Without a doubt, adding meat to the household menu has been challenging—economically speaking, at least. In fact, according to the U.S. Food and Drug Administration’s (FDA) Economic Research website, on the national average, a good sirloin steak set the home chef back $11.50 a pound in July. During the same month, budget-conscious home cooks who wanted to grill a burger instead spent an average of $5.50 a pound for ground beef – $6.85 a pound for the lean or extra-lean varieties.
But in July, it cost $4.32 a pound to bring home some bone-in pork chops. Pork is obviously the better buy, but preparing pork chops can be tricky—should they be broiled or baked, or pan-fried until their edges curl up like worn-out shoe leather?

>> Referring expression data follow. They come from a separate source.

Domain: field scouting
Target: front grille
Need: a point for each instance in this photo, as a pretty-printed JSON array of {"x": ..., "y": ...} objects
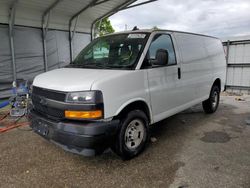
[
  {"x": 45, "y": 110},
  {"x": 49, "y": 94}
]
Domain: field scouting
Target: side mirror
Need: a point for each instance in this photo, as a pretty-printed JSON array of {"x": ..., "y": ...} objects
[{"x": 161, "y": 57}]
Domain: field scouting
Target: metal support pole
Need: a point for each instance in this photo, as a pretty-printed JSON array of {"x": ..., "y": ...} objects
[
  {"x": 76, "y": 16},
  {"x": 45, "y": 27},
  {"x": 227, "y": 59},
  {"x": 44, "y": 35},
  {"x": 12, "y": 15},
  {"x": 71, "y": 37}
]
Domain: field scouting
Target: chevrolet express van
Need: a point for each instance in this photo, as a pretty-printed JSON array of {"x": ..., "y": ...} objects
[{"x": 122, "y": 83}]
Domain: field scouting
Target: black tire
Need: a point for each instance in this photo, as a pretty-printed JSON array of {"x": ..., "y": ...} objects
[
  {"x": 120, "y": 147},
  {"x": 211, "y": 104}
]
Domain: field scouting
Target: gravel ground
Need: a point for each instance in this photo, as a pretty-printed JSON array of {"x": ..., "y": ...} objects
[{"x": 190, "y": 149}]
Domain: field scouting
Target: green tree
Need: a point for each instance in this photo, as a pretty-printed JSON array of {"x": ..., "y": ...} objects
[{"x": 103, "y": 27}]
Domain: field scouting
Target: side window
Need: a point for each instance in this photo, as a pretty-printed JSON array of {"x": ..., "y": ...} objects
[
  {"x": 101, "y": 51},
  {"x": 162, "y": 41}
]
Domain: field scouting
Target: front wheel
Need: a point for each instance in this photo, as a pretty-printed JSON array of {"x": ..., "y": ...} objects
[
  {"x": 133, "y": 135},
  {"x": 211, "y": 104}
]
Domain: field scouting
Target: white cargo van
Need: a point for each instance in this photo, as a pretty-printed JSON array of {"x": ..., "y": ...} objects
[{"x": 122, "y": 83}]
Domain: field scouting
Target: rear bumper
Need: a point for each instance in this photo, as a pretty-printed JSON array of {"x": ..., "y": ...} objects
[{"x": 84, "y": 138}]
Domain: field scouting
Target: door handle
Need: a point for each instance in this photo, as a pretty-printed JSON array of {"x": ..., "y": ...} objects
[{"x": 179, "y": 73}]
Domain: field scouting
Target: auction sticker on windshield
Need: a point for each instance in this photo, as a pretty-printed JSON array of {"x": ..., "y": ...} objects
[{"x": 136, "y": 36}]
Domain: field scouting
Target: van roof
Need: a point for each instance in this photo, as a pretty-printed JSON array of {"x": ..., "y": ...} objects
[{"x": 155, "y": 30}]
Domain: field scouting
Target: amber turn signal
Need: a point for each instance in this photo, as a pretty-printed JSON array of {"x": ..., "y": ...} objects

There is an alternative, and it elevates a pair of Tuesday dinner pork chops to a haute Saturday date night cuisine.
Here’s how –
Begin by preheating the oven to 375 degrees.
Then start with two bone-in loin pork chops at least one inch thick, and season them with kosher salt and black pepper to taste.
Warm one tablespoon of olive oil in a cast iron or other oven-safe skillet and brown the chops in the hot oil for 4 minutes on each side.
While the chops are browning, melt ½ cup of butter, mince one tablespoon of rosemary—fresh if it’s available – and two garlic cloves, and add them to the melted butter.
After the pork chops have browned, pour the garlic butter over them, place the skillet in the oven and cook the chops for about 10-13 minutes, or until they reach an internal temperature of 145 degrees F.
Serve the pork chops—garlic butter and all – in a deep serving dish.
Pork chops will never be humble fare again.